Uzun yıllar boyunca nice dokunaklı ve derinlikli öyküyü yüreğinde sessizce çoğaltan Bahar Kaynakçıoğlu’ndan özgün ve farklı bir “ilk kitap”.
Yaratıcı bir kurguya yaslanan ve bütünlüklü bir kısa romana dönüşen bu kitapta yazar, farklı yaşamları, zamanları ve mekânları ustalıkla birbirine bağlıyor. İnsanların yaşadığı acılar, ayrılıklar, öteki olma hâllerinin o derin etkisi... Mekânlar, evler, sokaklar, kıyılar, tüm bir coğrafya... Tüm bir Ege kültürü... Adalar, İzmir, Rodos, Pire, İstanbul... Mitoloji... Rüzgârlar, esintiler, dalgalar... Oradan oraya savrulan hayatlar... Zaman kırılmaları, mekân/ zaman geçişleri, kişilerin iç dünyasında çoğalan o derin hüzün... Bunların tümünün şiirsel anlatımı büyülüyor insanı.

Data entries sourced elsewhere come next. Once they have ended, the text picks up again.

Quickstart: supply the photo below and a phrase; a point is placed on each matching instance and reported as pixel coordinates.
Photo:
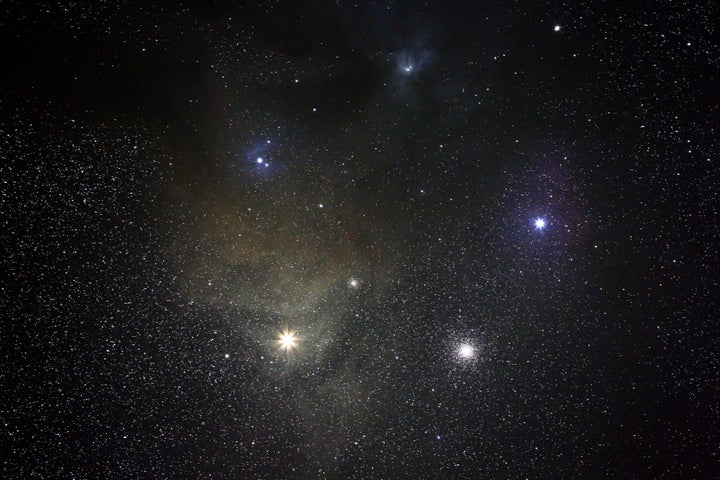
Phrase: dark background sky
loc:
(182, 183)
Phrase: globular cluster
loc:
(419, 240)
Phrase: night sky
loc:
(360, 240)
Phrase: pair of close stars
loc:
(288, 339)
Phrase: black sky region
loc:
(490, 228)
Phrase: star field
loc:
(342, 240)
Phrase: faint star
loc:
(287, 340)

Metin içi olaylardaki zaman geçişleri, anımsama süreçleri ve geçmişe gidiş gelişlerle sanki kırılmış bir aynadan yansıyor hayat. Parçalanmış hayatlar, parçalanmış zamanın içinde yer alan olaylar... Bir tür mozaik tekniğiyle modernist tarzda bir kısa roman oluşturuyor yazar.
İngiliz Çukuru’nu okurken zorunlu göçlerin, anayurdundan ayrı kalmanın, yalnızlığın ve yersiz yurtsuzluğun hüznünü; birbirine sevdalı Ege kıyıları ve adalarındaki insanların özlemlerini, kederlerini derinden hissedeceksiniz.